Building a brand takes a lot of time and money. It also often requires legal protection. If you fail to protect your brand, someone else could steal it and use it to market their own products or services. Here are seven of the most common brand protection mistakes companies make.
1. Not Researching a Brand Name
Brand protection starts before you file a trademark application or begin conducting business with the name. To avoid legal hassles down the road, companies should research potential names, logos, or slogans.
Your research should include social media profiles and blogs. Look for any use of the potential brand name. If the name becomes a commonly used term in the public sphere, you will have a hard time obtaining a trademark.
Researching a brand name also requires companies to consider international meanings, especially when using words taken from a foreign language.
Find out if the spelling or pronunciation of the name has any other meanings in foreign countries.
To round out the research, find out if others have applied for the same trademark. The United States Patent and Trademark Office (USPTO) publishes lists of trademark applications, allowing you to search for similar marks.
2. Using a Generic Brand Name
If the brand name is easily confused with other names, you may face future litigation or disputes from other business owners.
The name that you choose also impacts your ability to obtain a trademark. If the name is generic, you cannot trademark your brand.
For example, you could not trademark the name “baseball caps.”
Descriptive names are also occasionally difficult to trademark without establishing yourself in your industry. A descriptive brand contains an adjective or descriptor combined with a generic term, such as “Holiday Inn” or “Pizza Hut.”
The best choices include distinct, unique names available for use in local or international markets.
3. Filing a Trademark Application Too Early
THE USPTO gives you two options for filing a trademark application. You can file an “actual use” or “intent to use” application.
You file the “actual use” application when you already use the trademark in commerce. This is the recommended option for most organizations and startups.
With the “intent to use” application, you file before you start using the trademark. The USPTO allows you to file this application up to six months early. However, the application costs more and you risk having the application denied if you do not have a legally strong trademark.
If you use the “intent to use” application and file too early, you may end up needing to abandon the trademark, allowing other businesses to start using it.
4. Filing a Trademark Application Too Late
Entrepreneurs sometimes make the mistake of registering a business name with their local government and then forgetting about the trademark.
Filing the paperwork to conduct business as your brand name does not mean that you automatically own the trademark. You still need to register with the USPTO. If you wait too long, someone else may come along and take the brand name.
Depending on the state where your business operates, using the name without a trademark entitles you to some protection. However, after another business receives the trademark, it becomes difficult to object to the application.
5. Not Enforcing Your Trademark Rights
After you obtain a trademark, it is your responsibility to protect your brand. The USPTO attempts to prevent infringement during the application process, but you need to handle legal action on your own.
Constantly monitor the use of the brand across different industries and geographical regions. If another company starts infringing on your trademark rights, you have a better chance of a quick resolution when caught early.

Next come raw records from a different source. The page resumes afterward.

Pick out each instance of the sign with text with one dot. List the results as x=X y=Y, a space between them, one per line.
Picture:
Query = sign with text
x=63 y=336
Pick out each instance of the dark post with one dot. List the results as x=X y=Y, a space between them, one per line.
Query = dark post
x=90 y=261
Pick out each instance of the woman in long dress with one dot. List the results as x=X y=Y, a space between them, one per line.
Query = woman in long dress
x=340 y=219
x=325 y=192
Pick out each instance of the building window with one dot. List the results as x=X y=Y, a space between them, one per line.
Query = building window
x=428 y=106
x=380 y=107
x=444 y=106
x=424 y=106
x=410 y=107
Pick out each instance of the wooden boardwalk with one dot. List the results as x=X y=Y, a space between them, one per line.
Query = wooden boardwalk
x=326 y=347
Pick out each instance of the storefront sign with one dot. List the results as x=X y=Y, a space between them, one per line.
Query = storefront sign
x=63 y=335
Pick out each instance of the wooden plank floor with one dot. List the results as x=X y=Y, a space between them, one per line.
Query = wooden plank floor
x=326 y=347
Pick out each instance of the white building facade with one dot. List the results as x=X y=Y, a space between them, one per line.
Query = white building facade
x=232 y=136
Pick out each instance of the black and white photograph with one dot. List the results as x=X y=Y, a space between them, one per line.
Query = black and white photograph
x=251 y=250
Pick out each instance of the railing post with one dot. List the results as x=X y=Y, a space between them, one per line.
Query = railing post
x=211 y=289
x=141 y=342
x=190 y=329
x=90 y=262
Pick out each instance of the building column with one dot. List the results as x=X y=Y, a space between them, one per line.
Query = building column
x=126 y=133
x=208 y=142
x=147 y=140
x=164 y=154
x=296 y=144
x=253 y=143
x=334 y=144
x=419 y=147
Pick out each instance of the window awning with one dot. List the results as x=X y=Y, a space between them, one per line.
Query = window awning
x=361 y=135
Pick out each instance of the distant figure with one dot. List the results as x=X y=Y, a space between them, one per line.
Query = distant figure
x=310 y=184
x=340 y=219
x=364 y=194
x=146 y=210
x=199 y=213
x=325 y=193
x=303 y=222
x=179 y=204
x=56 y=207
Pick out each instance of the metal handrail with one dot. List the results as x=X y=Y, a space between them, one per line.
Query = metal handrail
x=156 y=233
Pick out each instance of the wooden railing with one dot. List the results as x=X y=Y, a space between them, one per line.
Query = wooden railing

For help enforcing your trademark, use trademark monitoring software or work with an experienced trademark monitoring attorney, an example being the global trademark watch service by Bonamark. Trademark attorneys have access to the resources needed to track & monitor the use of related names, including trademark applications containing similar branding.
6. Choosing the Wrong Classes for Products or Services
When filing a trademark application, you need to select the trademark class for your products or services.
Dozens of classes exist, covering everything from t-shirts to dog food. You can only apply for the use of the trademark for classes that apply to your offerings.
Trying to receive a trademark for additional classes may keep the USPTO from approving your application. However, if you overlook an applicable class, you leave it open for someone else to use it.
Class 25 covers clothing and apparel products while Class 28 covers toys and sporting goods products. If you sell sports apparel and equipment, you would want to apply for a trademark for both classes.
If you receive a trademark for Class 25, but not Class 28, another company could use similar branding to market sporting goods products.
7. Not Hiring an Experienced Trademark Attorney
Based on the mistakes discussed, protecting a brand is not always easy. You may need to file legal action against companies infringing on your trademark. You also need to ensure that your trademark application contains no errors and does not infringe on someone else’s trademark.
A trademark attorney can help with these steps. Instead of finding yourself committing one of these common mistakes, you can allow an experienced attorney to protect your brand.